Grade’s replacement must focus on ITV’s core business
ITV’s replacement for departing executive chairman Michael Grade will need to spend the first 100 days addressing further cost-cutting measures, the creation of a pay-TV strategy and an online action plan, say analysts.
They suggest that the new chief executive’s immediate concerns will include focusing on what ITV’s core business should be in order to survive over the next five years.
“They’ve got to be really brutal about whether ITV’s future is better off as a broadcaster or a producer,” says Enders Analysis media analyst Toby Syfret.
“It will need to move away from Michael Grade’s vague and woolly content-led strategy, which never looked realistic.”
The recession has exposed ITV’s over-reliance on advertising revenues and Richard Oliver, Universal McCann managing partner investment, says: “It needs to diversify and broaden its revenue streams as it tried to do with Friends Reunited.
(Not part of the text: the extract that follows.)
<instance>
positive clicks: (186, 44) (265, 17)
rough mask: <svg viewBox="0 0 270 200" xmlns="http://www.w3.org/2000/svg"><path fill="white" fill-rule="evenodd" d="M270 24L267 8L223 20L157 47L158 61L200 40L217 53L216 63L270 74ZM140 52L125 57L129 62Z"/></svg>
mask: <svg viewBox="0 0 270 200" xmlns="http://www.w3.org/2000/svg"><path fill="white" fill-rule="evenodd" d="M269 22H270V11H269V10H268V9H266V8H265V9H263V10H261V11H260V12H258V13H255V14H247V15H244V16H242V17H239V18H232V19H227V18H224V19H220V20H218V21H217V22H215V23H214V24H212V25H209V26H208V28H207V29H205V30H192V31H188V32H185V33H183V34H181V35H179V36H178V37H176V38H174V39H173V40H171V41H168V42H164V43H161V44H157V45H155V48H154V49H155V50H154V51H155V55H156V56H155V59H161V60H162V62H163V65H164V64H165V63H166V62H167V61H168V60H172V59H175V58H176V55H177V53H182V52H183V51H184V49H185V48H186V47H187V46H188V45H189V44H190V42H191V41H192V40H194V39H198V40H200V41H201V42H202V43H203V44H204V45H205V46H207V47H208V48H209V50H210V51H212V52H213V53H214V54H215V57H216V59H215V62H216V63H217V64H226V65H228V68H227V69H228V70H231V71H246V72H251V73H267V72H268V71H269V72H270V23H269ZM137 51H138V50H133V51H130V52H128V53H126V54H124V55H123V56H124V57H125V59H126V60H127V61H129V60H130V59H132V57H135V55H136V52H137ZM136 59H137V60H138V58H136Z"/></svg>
Though in that case it didn’t work out.”
ITV has seen its ad revenue fall by nearly 20% in the first few months of this year, and the restrictions the Contract Rights Renewal system placed on ITV1 have proved burdensome.
While opinion remains divided over Grade’s tenure at the top job since his entrance in January 2007, there are even bigger question marks over who might succeed him.
Internal contenders potentially include chief operating officer John Cresswell, director of TV Peter Fincham and managing director of commercial and brand Rupert Howell, who is a former advertising executive.
Externally, the frontrunners include former BSkyB ceo Tony Ball, Five chair and chief executive Dawn Airey, former Channel 4 chief exec Michael Jackson and Minister for Communications, Technology & Broadcasting Stephen Carter.